Hi there! I’m Bethany, the founder of Sjoelen UK. At the time of writing, it’s basically just me, a sjoelen-playing island in an ocean of, well, everyone else. It seems strange, now I think about it, that a game I’ve been playing nearly all my life is only played in the UK by a very small number of people, and I want to do something about it!
When I was a little girl, I went on holiday with my parents to Spain. It was the first time I’d ever been on a plane and certainly one of the first times I’d stayed in a hotel – and it was amazing. We stayed in Tossa de Mar on the Costa Brava and went to lots of exciting places.
I particularly remember seeing the Barça pre-season showcase under Terry Venables and then crying because the musical fountains were so beautiful that I didn’t want to leave (it was very late and I was probably very tired by then!)
Anyway, one of the abiding memories of the trip was seeing people playing this strange game I’d never seen before. What looked (from a distance) like a wallpaper pasting table was set up in the shade of some trees in the hotel grounds. On closer inspection, the players were sliding discs down this table into slots at the end.
My parents were as intrigued as I was and, after a few tentative tries with no idea of the rules, a kind Dutch man put us out of our misery and taught us how to play sjoelen.
We played the game the whole holiday. My parents had palled up with another couple and they played too. I was a little bit too small to be any good at this point, but I still enjoyed the game and wanted to play along with the rest of the crew.
When we got home, my parents weren’t done – they wanted to play more, but there was one problem: where would they be able to get a board in the UK? Don’t forget that this was long before you could just look it up on the internet. Searches of library catalogues for books with more information about the game didn’t yield much either.
So, eventually, having more or less given up on finding a board for sale, my Dad made one. From memory. No actual measurements to go from, no helpful pictures. Looking back now, it was a touch on the large side, but overall he did an absolutely brilliant job and we spent many happy evenings and weekends playing sjoelen. Or shula. Shooler. No-one really knew how to spell it. We didn’t care.
Any time anyone came round to the house, we played sjoelen. My schoolfriends (or a significant proportion of them, at any rate) played sjoelen.
I left home to go to university and my playing time decreased until I eventually wasn’t playing at all.
Fast forward a couple of decades and I was at the Campaign for Real Ales’ Pig’s Ear Beer Festival in December 2021. CAMRA beer festivals often have a stand with some bar games for people to have a go at and win prizes. I just happened to notice that one of the games they had was sjoelen.

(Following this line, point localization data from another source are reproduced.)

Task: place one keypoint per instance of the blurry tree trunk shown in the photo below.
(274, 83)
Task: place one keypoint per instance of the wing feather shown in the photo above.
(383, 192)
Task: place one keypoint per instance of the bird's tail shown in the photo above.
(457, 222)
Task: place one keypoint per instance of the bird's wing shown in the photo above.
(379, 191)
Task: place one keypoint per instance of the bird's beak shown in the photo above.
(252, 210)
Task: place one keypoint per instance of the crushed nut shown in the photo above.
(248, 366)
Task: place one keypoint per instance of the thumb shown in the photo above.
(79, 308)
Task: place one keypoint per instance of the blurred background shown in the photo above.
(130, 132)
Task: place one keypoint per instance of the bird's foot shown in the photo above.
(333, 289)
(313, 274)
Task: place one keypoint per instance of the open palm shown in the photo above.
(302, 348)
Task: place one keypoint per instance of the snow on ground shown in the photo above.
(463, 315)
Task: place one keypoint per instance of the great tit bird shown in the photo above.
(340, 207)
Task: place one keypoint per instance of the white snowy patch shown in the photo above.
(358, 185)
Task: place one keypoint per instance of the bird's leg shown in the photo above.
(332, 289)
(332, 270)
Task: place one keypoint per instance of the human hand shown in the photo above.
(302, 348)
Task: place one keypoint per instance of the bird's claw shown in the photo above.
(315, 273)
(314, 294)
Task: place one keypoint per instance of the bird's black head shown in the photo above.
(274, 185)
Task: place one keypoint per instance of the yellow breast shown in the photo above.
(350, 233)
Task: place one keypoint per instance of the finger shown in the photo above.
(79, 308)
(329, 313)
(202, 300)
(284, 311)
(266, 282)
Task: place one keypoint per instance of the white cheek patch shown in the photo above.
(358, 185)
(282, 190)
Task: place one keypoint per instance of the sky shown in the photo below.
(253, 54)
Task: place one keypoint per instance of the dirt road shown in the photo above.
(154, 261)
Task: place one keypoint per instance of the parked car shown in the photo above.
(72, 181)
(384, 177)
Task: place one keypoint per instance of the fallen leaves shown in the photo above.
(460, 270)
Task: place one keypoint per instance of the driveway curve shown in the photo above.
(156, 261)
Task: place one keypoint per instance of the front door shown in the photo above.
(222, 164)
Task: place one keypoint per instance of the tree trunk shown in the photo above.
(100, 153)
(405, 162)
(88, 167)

I didn’t think much about it at the time – it almost caught up with me later when I thought, “Oh goodness, that was a sjoelen board, wasn’t it?” And then it played on my mind for a bit and I thought about getting one for the taproom at our family brewery.
Initially, I asked my Dad if he had the plan for the one he made – it’s still used but he would have had to measure it to get the dimensions and plan, and now that we do have the internet, I researched how much it would be to just buy one. I found them to be more reasonably priced than I thought and decided that when the materials and the time to make one were considered, it was actually cost effective to buy one – and that also meant we could have a tournament standard sjoelbak to practise on.
When the sjoelbak arrived in the taproom, it was an instant hit – I unwrapped it while the bar was open and then couldn’t get a look in because some of the regulars wanted to play!
Finally, I did manage to get disc in hand and a flood of nostalgia hit me. And I wiped the floor with everyone, even after not playing for 20 years. It turned out I was fairly good – not brilliant, but fairly good.
The sjoelbak continued to be popular and I started wondering whether there were other people playing in the UK and whether there were competitions or leagues being organised. Online research came up with a pretty emphatic no – if there are, they must be very localised and not advertised online. I did find a company offering sjoelen tournaments in the South East, but these are one-offs, not an ongoing playing of the sport.
I contacted the Algemene Nederlandse Sjoelbond (ANS, the Dutch Shuffleboard League) and asked them if they knew of any activity in the UK. They didn’t. And they also confirmed that no UK team had played in the last few World Cups (or possibly at all).
Then I found the Internet Sjoelen League, run by a chap in Vancouver, Washington (USA), and I asked him the same thing – are there UK players? He’d had a few come through the league but they’d been inactive for a while and he didn’t know of any concerted effort at organising sjoelen as a sport in the UK.
This led me to a few places. First, I joined the Internet Sjoelen League. I have to be in the rookie division for now, but on my current form, I’d be somewhere in Division E (there’s an F and a G too). Then I decided to see if I could play in the World Cup. The kind person I’d been in contact with at the ANS told me how and when to enter, and that is the current goal.
Come 26 May, I intend to be listening to my national anthem and walking out in my national sjoelen shirt as an international sjoelen player. Sounds bonkers, now I think about it.